In a recent study posted to the medRxiv* preprint server, researchers assessed the impact of modern causal inference methods in estimating the effect of corticosteroids against coronavirus disease 2019 (COVID-19)-related mortality.
Observational research has provided great opportunities to understand the causal effects in the absence of randomized trials. However, the accuracy of observational research is dependent on various analytical and design choices.
About the study
In the present study, researchers described the advantages of using modern causal inference methods compared to standard research approaches in estimating the effect of corticosteroids on mortality rates caused by severe acute respiratory syndrome coronavirus 2 (SARS-CoV-2) infections.
The approach proposed by the team that used modern causal inference was a question-first approach. This method used a target trial framework and a roadmap that outlined causal inference. The roadmap used helped design a study free from time-alignment and similar design biases and mitigated model misspecification bias with estimators of optimal machine learning. The team also described one randomized trial that could hypothetically analyze the impact of corticosteroids on patients suffering from severe COVID-19.
The hypothetical trial population comprised adults admitted due to COVID-19 to either New York-Presbyterian Hospital (NYPH)/Weill Cornell, Lower Manhattan Hospital, or NYPH Queens. The infections were confirmed by performing reverse transcriptase-polymerase chain reaction (RT-PCR) assays on nasopharyngeal swabs collected from the patients.
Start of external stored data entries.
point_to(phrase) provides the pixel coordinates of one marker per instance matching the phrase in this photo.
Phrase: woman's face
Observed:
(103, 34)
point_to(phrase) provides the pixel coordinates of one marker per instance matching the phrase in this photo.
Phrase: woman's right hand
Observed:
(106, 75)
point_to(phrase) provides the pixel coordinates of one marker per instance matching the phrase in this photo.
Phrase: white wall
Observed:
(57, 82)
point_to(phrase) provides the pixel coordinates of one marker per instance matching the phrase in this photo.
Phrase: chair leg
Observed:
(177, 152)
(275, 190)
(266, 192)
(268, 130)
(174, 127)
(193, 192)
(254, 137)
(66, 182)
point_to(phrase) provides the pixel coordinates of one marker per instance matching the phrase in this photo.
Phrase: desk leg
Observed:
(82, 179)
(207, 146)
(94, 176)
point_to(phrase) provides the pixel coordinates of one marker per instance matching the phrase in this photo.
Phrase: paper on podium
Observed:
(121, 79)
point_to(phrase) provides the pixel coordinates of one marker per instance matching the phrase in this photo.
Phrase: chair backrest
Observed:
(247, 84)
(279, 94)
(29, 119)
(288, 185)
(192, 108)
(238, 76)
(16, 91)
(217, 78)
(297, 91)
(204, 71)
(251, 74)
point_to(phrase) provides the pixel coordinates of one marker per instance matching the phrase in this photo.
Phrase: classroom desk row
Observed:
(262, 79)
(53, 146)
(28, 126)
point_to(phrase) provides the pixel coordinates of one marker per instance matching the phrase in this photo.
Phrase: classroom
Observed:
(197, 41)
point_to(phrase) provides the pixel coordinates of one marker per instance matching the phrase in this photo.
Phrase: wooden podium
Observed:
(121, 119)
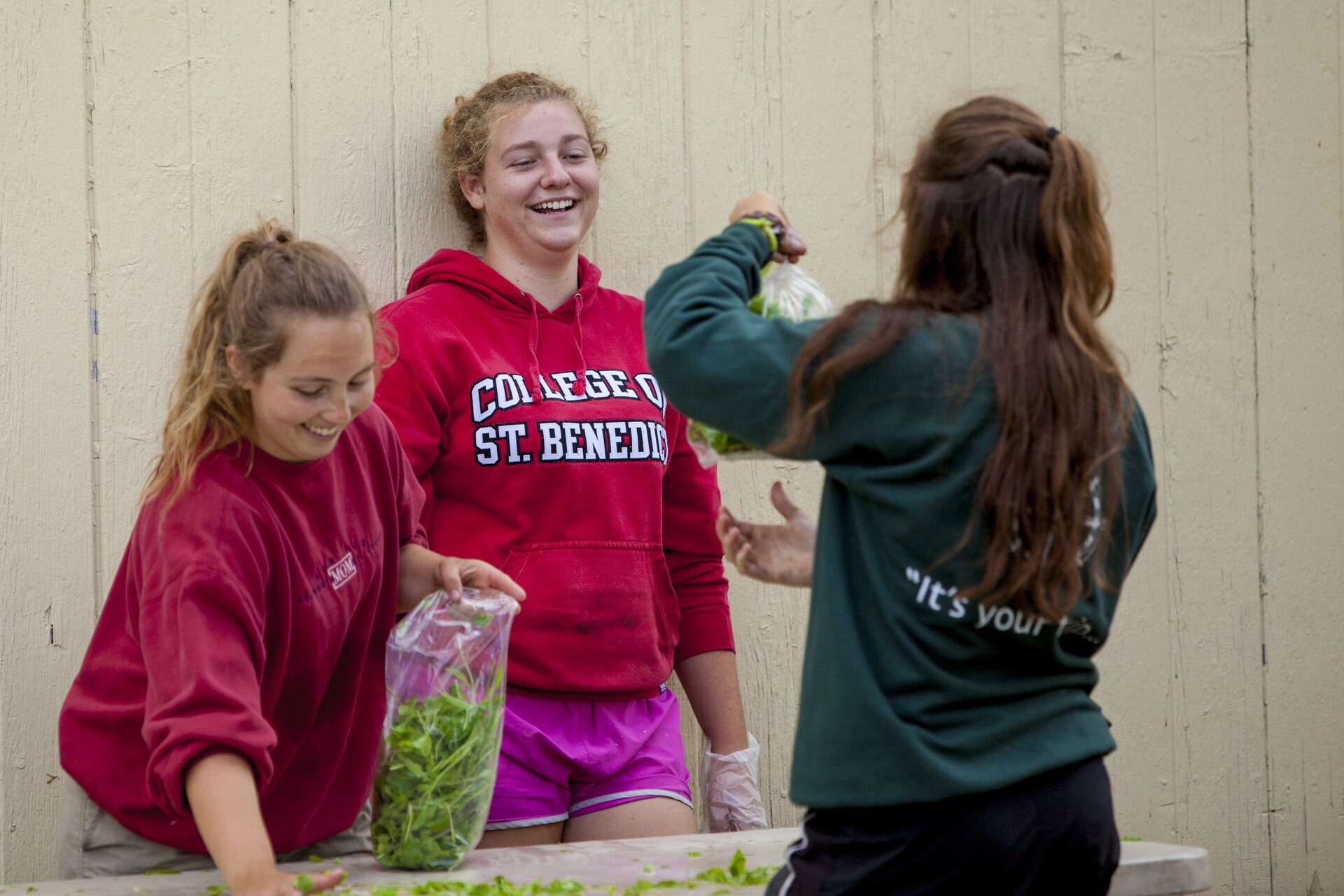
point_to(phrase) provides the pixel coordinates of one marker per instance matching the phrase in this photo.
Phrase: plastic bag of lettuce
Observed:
(788, 292)
(441, 736)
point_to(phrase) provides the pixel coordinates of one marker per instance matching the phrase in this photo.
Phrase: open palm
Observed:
(777, 554)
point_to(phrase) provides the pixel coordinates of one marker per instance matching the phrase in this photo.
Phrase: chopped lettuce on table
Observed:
(788, 292)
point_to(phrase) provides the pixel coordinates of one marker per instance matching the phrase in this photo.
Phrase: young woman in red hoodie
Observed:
(545, 445)
(233, 694)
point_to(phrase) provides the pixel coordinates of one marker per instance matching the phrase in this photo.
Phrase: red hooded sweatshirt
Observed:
(546, 448)
(251, 615)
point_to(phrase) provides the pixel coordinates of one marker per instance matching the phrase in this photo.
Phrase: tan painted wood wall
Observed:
(137, 136)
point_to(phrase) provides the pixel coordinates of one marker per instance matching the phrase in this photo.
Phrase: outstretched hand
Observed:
(454, 574)
(792, 246)
(777, 554)
(277, 883)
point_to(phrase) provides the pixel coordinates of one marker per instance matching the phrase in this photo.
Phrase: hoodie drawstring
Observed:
(578, 343)
(534, 368)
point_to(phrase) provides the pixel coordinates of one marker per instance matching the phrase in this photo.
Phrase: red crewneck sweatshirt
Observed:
(546, 447)
(251, 617)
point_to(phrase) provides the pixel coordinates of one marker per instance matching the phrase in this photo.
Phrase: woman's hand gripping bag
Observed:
(441, 736)
(788, 292)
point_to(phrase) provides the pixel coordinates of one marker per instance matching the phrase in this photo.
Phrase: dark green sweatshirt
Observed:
(909, 692)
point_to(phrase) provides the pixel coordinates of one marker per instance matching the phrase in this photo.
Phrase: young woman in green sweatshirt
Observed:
(990, 484)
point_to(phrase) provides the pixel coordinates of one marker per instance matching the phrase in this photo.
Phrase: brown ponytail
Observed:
(470, 130)
(1003, 219)
(264, 276)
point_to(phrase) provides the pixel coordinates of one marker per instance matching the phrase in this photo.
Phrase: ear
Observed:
(235, 367)
(472, 188)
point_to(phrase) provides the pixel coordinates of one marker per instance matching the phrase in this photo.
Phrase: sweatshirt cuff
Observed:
(704, 629)
(168, 774)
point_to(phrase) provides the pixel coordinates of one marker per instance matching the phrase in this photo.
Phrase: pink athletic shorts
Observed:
(565, 758)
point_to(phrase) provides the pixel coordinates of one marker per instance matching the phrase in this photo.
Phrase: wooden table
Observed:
(1145, 869)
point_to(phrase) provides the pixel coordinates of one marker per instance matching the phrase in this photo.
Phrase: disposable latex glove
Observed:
(733, 797)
The team randomized the patients on the first day of hospital admission to receive either standard care with corticosteroid administration or standard care without any corticosteroid treatment.
The dosage of the corticosteroid administered was 0.5 mg per kg of bodyweight of methylprednisolone corticosteroid, which was equivalent for 24-hour periods for six days. The corticosteroids included in the study were hydrocortisone, prednisolone, prednisone, methylprednisolone, and dexamethasone. The team defined severe hypoxia criteria as the initiation of high flow venti-mask, nasal cannula, invasive or non-invasive mechanical ventilation, or an oxygen saturation level of less than 93%.
The primary outcome of the study included mortality reported within 28 days of randomization. The estimand of interest was variation in the mortality rates within 28 days between the two randomized groups.
The target trial emulation used data from patients who met the inclusion criteria of the study between 3 March and 15 May 2020. The team obtained information related to demographics, intubation, comorbidity, death, and hospital discharge from electronic health records. The participants were monitored for 28 days after hospitalization till they were discharged or transferred to a different hospital. The team evaluated the impact of a hypothetical dynamic treatment schedule wherein each patient was treated for six days with corticosteroids if and when the patient displayed severe hypoxia.
The study cohort comprised a total of 3298 patients having a median age of 65 years with almost 60% men and a median body mass index (BMI) of 27. Approximately 31% of the patients had diabetes mellitus, 14% had coronary artery disease, 54% had hypertension, and 4.8% had kidney disease. A total of 1690 patients satisfied the criteria for randomization for severe hypoxia, while 423 patients reported a history of corticosteroid receipt during the follow-up period. Moreover, 699 patients succumbed within 28 days of randomization.
The team also noted that 20% of the patients who completed the study duration did not receive any corticosteroid treatment, while 30% of the patients died after corticosteroid treatment. The estimated rate of mortality was 32% among individuals who received no corticosteroids while 23% of the patients who received corticosteroids for six days displayed severe hypoxia. This indicated a reduction of 9.6% mortality rates between the corticosteroid treatment and the hypothetical non-corticosteroid treatment groups.
In the target trial emulation study, among the 1690 patients who met the criteria of hypoxia, 72 patients were treated with corticosteroids within a day of hypoxia diagnosis, while 191 hypoxic patients received corticosteroids within five days. Among these, 18 and 451 patients succumbed within one and five days of hypoxia without any corticosteroid treatment, respectively.
Overall, the study findings showed that the current standard used for clinical research could not sufficiently recover an appropriate treatment approach as opposed to a modern causal inference method. The researchers believe that the present study showed the significance of incorporating such innovative methods into future research designs.
medRxiv publishes preliminary scientific reports that are not peer-reviewed and, therefore, should not be regarded as conclusive, guide clinical practice/health-related behavior, or treated as established information.